Why Social Data is More Valuable than Ever
With privacy laws and rules stacking up, the ad tech ecosystem is focused on how companies will obtain consumer data and leverage it moving forward.
Sav Khetan, Head of Product Strategy at Tealium, checked in with Street Fight to discuss why the data on social platforms is more valuable than ever, how advertisers can navigate privacy changes, and how customer data platforms can help.
Why is the data on social platforms more valuable than ever?
Consumers are spending more time on social networks than ever before. While it started as an avenue to engage with family and friends, social platforms have evolved to be the primary source of news, content, and shopping. In fact, a recent survey found that 70% of “shopping enthusiasts” use Instagram for product discovery, and 46% of consumers will purchase a product after seeing it first on Instagram.
Consumers are sharing their preferences, brand loyalty, and interests with their likes, shares, and clicks — which is leading to more investment and higher returns for brands in social.
With the changes in data collection driven by the loss of cookies and identifiers, many brands are reformulating their first-party data strategies. The simple method of collecting “all” data from your owned channels is no longer an option. With the increase in data privacy regulations and changes from tech platforms like Apple’s AppTrackingTransparency, brands need to find other alternatives to learn about their customers. In this new paradigm, social platforms offer a great opportunity.
Followers on social networks are voicing their opinions; publicly endorsing brands, content, and products; and openly sharing their personalities. This offers brands an opportunity to launch targeted initiatives that are designed to build a deeper relationship with customers and collect better first-party data. In addition, the opportunity to leverage the data in the public domain to build a better understanding of a brand’s audiences remains as relevant as ever.
Many say privacy changes are strengthening the relative power of the walled gardens and that other companies can’t depend on that data. What are your thoughts?
With regards to walled gardens, the biggest impact of data privacy regulation is on the sharing and selling of data between platforms and services. This has some impact but doesn’t dramatically shift the balance. However, these privacy changes, coupled with the loss of the third-party cookie and device identifiers, have shifted the balance in the favor of walled gardens for now.
Advertisers and publishers were able to freely target individuals across all platforms using the third-party cookie, which made their own data set a small part of a very big universe. For example, an ad for a red sweater could follow us around the web, across all types of platforms and websites. This was so simple that the ROI of having a unique first-party dataset was not immediately obvious, and many brands relied heavily on the shared understanding of the customer.

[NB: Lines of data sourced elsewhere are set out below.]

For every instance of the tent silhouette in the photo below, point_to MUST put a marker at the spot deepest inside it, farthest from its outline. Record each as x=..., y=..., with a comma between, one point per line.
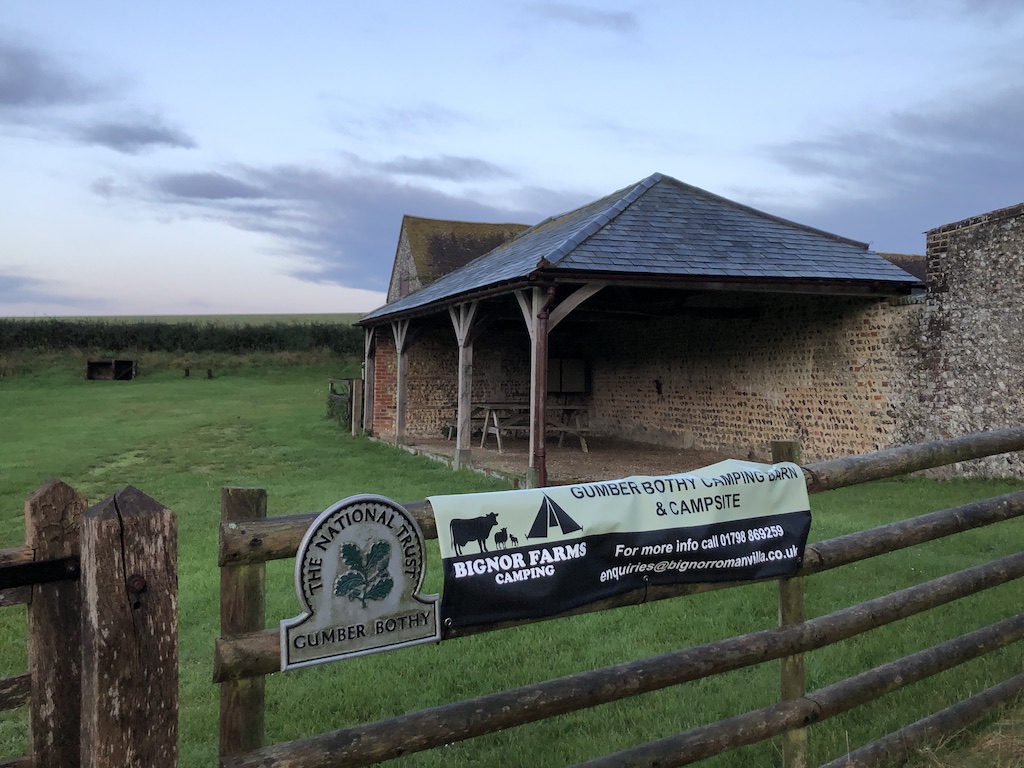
x=551, y=514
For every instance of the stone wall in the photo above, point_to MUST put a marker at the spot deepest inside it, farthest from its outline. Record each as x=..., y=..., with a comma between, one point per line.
x=843, y=375
x=824, y=371
x=501, y=374
x=973, y=334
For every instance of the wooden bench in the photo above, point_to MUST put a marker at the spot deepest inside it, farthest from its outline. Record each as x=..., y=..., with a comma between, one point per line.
x=580, y=432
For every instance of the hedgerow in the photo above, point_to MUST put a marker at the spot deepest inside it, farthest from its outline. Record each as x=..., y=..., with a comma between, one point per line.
x=56, y=334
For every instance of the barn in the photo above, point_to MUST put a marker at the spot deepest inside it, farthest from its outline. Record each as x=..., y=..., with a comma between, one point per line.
x=662, y=312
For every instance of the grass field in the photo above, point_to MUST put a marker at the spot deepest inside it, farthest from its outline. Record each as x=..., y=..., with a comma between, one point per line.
x=261, y=422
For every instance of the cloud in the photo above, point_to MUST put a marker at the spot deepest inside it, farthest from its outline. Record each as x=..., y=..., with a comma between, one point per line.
x=16, y=289
x=393, y=121
x=205, y=186
x=338, y=226
x=445, y=167
x=580, y=15
x=131, y=136
x=915, y=170
x=30, y=79
x=40, y=93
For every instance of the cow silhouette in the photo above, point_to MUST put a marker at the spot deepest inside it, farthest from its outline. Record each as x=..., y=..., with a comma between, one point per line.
x=472, y=529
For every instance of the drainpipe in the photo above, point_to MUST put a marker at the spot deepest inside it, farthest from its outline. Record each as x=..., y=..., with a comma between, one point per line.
x=540, y=410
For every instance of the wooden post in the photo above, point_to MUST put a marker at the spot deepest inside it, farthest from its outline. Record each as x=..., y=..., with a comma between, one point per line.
x=462, y=321
x=355, y=396
x=129, y=633
x=793, y=677
x=243, y=608
x=52, y=520
x=369, y=359
x=399, y=330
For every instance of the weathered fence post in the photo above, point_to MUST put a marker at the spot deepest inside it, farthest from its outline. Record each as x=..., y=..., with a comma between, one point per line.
x=791, y=610
x=129, y=633
x=243, y=608
x=52, y=518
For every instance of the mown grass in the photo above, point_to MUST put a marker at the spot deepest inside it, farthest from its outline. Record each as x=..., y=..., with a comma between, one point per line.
x=260, y=421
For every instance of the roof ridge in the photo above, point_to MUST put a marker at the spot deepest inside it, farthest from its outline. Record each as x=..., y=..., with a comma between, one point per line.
x=771, y=216
x=601, y=219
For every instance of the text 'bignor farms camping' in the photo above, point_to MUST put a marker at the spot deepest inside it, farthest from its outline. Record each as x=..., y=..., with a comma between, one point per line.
x=539, y=552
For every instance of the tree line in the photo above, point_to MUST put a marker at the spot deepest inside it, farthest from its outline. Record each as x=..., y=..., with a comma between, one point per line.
x=155, y=336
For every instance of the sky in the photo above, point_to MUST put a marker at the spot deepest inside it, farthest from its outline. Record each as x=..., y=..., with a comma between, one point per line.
x=197, y=158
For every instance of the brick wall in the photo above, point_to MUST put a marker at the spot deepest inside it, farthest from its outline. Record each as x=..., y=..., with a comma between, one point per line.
x=843, y=375
x=973, y=333
x=501, y=373
x=824, y=371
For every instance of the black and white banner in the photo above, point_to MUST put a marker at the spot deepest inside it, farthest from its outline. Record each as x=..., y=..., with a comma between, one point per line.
x=538, y=552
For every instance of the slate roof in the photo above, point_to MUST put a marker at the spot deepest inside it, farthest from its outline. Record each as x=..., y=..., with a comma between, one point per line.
x=664, y=228
x=438, y=246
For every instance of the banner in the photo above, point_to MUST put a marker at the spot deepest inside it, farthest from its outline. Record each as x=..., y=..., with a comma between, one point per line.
x=538, y=552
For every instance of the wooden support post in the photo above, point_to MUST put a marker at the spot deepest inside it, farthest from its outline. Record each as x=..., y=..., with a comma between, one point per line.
x=399, y=329
x=369, y=358
x=52, y=520
x=791, y=610
x=243, y=608
x=355, y=395
x=462, y=321
x=129, y=633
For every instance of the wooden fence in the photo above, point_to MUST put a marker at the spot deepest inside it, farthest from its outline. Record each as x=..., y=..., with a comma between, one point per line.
x=100, y=585
x=247, y=651
x=344, y=402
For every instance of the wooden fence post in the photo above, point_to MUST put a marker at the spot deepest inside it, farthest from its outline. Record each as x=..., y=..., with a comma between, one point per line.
x=243, y=608
x=52, y=519
x=129, y=633
x=791, y=610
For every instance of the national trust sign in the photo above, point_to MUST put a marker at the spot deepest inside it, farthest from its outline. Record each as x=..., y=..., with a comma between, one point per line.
x=358, y=571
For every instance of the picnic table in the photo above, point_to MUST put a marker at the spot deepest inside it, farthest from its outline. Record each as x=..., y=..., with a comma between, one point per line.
x=514, y=417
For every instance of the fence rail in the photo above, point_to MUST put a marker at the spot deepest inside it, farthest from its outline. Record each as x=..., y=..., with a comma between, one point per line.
x=255, y=653
x=101, y=589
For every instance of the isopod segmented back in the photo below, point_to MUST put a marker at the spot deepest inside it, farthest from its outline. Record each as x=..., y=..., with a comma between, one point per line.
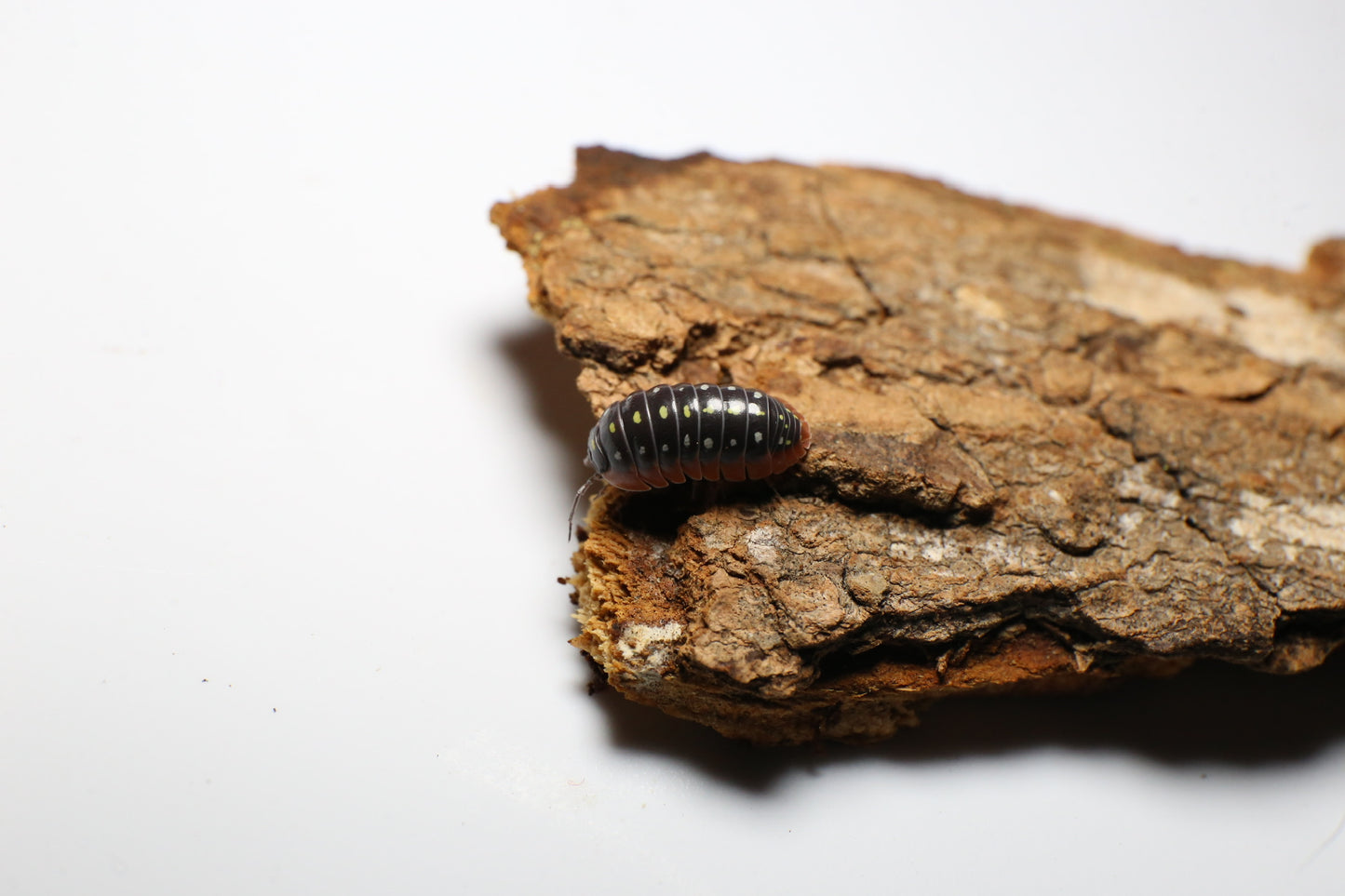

Going forward, the different data sets will play different roles in the advertising strategy. While it will be hard to walk away from large advertising platforms like Google, Facebook, and Amazon (which make up over 80% of most media budgets), brands will also have to invest more heavily in their own first-party data because the need to have their own understanding of the customer is essential to future growth.
With all the changes in data regulations and cookie activation, customer acquisition costs are climbing higher and higher, so priority and focus is shifting to retention over acquisition — making the brand’s own datasets more important and helping them build deeper and more meaningful relationships with their customers.
How can CDPs help companies manage the data they get from social platforms?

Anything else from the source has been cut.